Topuklarımın tok sesi kulaklarıma dolarken adımlarımı sıklaştırdım ve çalışma odama hızlıca girip kapıyı arkamdan kapattım. Kapının gürültülü kapanışını duyduktan sonra derin bir nefes alıp elimdeki küçük defterimi çalışma masama fırlatırcasına attım ve iki elimi saçlarımdan sıkıntıyla geçirdim. Bu iş beni ciddi derecede yoruyordu ama yinede vazgeçemiyordum, psikolog olmak.
Psikoloji okumamın en büyük nedeni aile mesleği olmasıydı, babam Sinan Uluay Istanbul'un en ünlü psikologlarından biriydi ve sayısız kişilere yardım da bulunmuştu, babamın benden istediği tek şey onun gibi ünlü ve iyi bir psikolog olabilmemdi. Benim hayalim "psikoloji" okumak değildi aslında. Benim hayallerim özgürlüktü. Insanoğlu özgürlüğüne düşkündür. Her gün farklı farklı insanların derdini dinleyip üzülmektense kendim hatalar yapıp bir kez olsun da kendime üzülmek isterdim.
Ama bunlar zaten hayaldi, yalan oldu.
Şimdi ise hayatımı kabullenmiş bir şekilde devam ediyordum. Hayaller kurmuyordum artık, gercekleri yaşıyordum.
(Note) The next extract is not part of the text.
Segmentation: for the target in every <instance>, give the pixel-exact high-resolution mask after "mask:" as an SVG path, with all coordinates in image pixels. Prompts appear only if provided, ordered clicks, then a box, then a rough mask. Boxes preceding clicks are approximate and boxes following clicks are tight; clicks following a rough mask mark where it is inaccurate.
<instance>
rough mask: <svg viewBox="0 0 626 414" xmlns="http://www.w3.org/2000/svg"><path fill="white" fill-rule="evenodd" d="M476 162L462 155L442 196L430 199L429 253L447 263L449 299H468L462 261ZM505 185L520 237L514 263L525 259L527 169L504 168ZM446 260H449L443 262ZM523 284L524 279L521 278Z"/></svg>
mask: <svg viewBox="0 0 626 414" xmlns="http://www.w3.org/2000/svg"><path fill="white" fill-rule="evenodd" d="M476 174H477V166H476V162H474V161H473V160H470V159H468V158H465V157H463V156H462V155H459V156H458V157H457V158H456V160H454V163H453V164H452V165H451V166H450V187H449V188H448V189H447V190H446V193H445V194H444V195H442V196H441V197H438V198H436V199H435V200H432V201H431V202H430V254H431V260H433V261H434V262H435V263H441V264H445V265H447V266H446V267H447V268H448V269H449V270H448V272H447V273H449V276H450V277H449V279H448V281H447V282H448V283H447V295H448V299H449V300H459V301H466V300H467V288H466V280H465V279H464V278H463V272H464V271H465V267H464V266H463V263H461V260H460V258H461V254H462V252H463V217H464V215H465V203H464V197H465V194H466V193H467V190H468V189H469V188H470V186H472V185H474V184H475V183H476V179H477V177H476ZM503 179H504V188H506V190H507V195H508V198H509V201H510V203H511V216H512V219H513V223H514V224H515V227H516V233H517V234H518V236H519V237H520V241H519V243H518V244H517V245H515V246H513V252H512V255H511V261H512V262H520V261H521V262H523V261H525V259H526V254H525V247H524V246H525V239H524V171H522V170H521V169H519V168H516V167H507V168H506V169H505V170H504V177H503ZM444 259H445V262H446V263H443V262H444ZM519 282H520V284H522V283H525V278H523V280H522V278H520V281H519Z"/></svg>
Beni derin düşüncelerimden çıkarıp alan kapının tıklatılmasıydı. Gözlerimi hızlıca kırpıştırmaya başladığımda gözlerimin dolduğunu fark etmiştim. Boğazımı hafifçe öksürerek temizledim ve "Evet?" dedim kısaca. Kapı açıldığında sekreterimi gördüm ve sıcak bir şekilde gülümsedim "Bir şey mi oldu Ebru?" dedim daha geniş gülümserken, "Bugün yeni hastanızla saat 16.30'da olan randevunuz için seans odasını hazırlattım Gece hanım." diye bi solukta söylediği şeye kıkırdadım ve başımla onay verip masaya fırlattığım defter ve kalemime uzanıp elime aldım. Topuk tıkırtılarım yankılanırken hızlı yürümeye başladım ve çalışma odamdan çıktım. Siyah dalgalı saçlarımı bi elimle omuzumun arkasına alırken asansörün bu katta olduğunu fark ettim ve bu ince topuklularımla az da olsa koşturmaya başladım. Asansöre seri bir şekilde bindim ve en üst kata çıkması için 14'de basıp beklemeye koyuldum.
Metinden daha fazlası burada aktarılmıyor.